Sarete un esempio per tutti gli altri Terrestri, un monito per coloro che hanno appreso a proprie spese cosa vuol dire opporsi militarmente a noi. E tutti le volte che vi guarderanno resteranno in silenzio, maledicendo il momento in cui hanno voluto contrastarci, o hanno voltato per i loro rappresentanti politici guerrafondai che hanno tentato di combatterci, e che li hanno portati a tutto questo, subendone le terribili conseguenze sulla loro pelle ovviamente!“. Ecco cosa avevano detto loro i responsabili del campo di prigionia degli Hugl-efn-tra al momento in cui erano stati finalmente liberati per essere poi rispediti al loro mondo con la prima nave spaziale disponibile, come un pacco postale, punto e basta.
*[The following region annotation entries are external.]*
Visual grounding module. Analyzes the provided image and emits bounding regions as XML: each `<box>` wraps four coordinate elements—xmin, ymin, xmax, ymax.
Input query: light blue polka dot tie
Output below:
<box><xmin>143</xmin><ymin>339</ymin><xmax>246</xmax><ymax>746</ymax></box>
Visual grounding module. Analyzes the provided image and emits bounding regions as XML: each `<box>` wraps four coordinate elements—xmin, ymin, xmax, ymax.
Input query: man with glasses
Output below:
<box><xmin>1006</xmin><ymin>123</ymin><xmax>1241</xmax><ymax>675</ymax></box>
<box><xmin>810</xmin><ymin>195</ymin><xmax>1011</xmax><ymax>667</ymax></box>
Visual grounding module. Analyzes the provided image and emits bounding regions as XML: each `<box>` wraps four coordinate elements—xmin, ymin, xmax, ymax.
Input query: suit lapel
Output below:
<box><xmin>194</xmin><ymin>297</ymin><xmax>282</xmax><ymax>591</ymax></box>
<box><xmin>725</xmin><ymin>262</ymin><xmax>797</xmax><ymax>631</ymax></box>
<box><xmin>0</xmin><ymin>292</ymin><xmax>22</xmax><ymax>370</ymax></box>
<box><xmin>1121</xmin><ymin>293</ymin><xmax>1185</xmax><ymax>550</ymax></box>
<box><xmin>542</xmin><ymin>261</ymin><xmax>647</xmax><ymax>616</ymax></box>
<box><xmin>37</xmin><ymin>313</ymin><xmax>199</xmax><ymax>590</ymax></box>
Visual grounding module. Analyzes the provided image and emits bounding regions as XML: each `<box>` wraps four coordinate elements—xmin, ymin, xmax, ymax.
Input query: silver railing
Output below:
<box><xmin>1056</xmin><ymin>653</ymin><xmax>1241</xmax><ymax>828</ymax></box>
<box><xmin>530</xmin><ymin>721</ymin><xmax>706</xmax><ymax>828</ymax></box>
Un monito! Quello erano diventati, e niente più… Come avevano potuto arrivare a questo punto? Chi poteva prevedere che le cose sarebbero finite in questo modo, davvero? E d’altra parte, chi avrebbe mai pensato che i Terrestri sarebbero stati sconfitti in modo così chiaro, incontrovertibile e definitivo dagli Hugl-efn-tra, senza possibilità di rivalsa, né di una nuova occasione per scontrarsi in campo aperto un giorno in futuro? In realtà, non vi era più alcun futuro per la nascente potenza militare della Terra nello spazio oltre il sistema solare, così come non vi sarebbero più state spedizioni di conquista da inviare su altri mondi di nuova scoperta per accrescere i territori posti sotto controllo dal pianeta madre. Sarebbero stati altri, e non loro, a condurre il gioco d’ora innanzi. Quello spazio sconfinato che si stendeva oltre i confini abitati fino ad allora dagli esseri umani sarebbe stato solo degli Hugl-efn-tra e delle loro superveloci e supercorazzate astronavi, che avrebbero potuto disporne come meglio volevano. Senza che l’Umanità avesse potuto dire niente, senza nessuna opposizione di alcun genere, almeno fintanto che essi stessi non si fossero imbattuti in avversari più forti ed avanzati tecnologicamente di loro. Sempre che ciò fosse avvenuto un giorno, da qualche parte fra le stelle delle vastità infinite…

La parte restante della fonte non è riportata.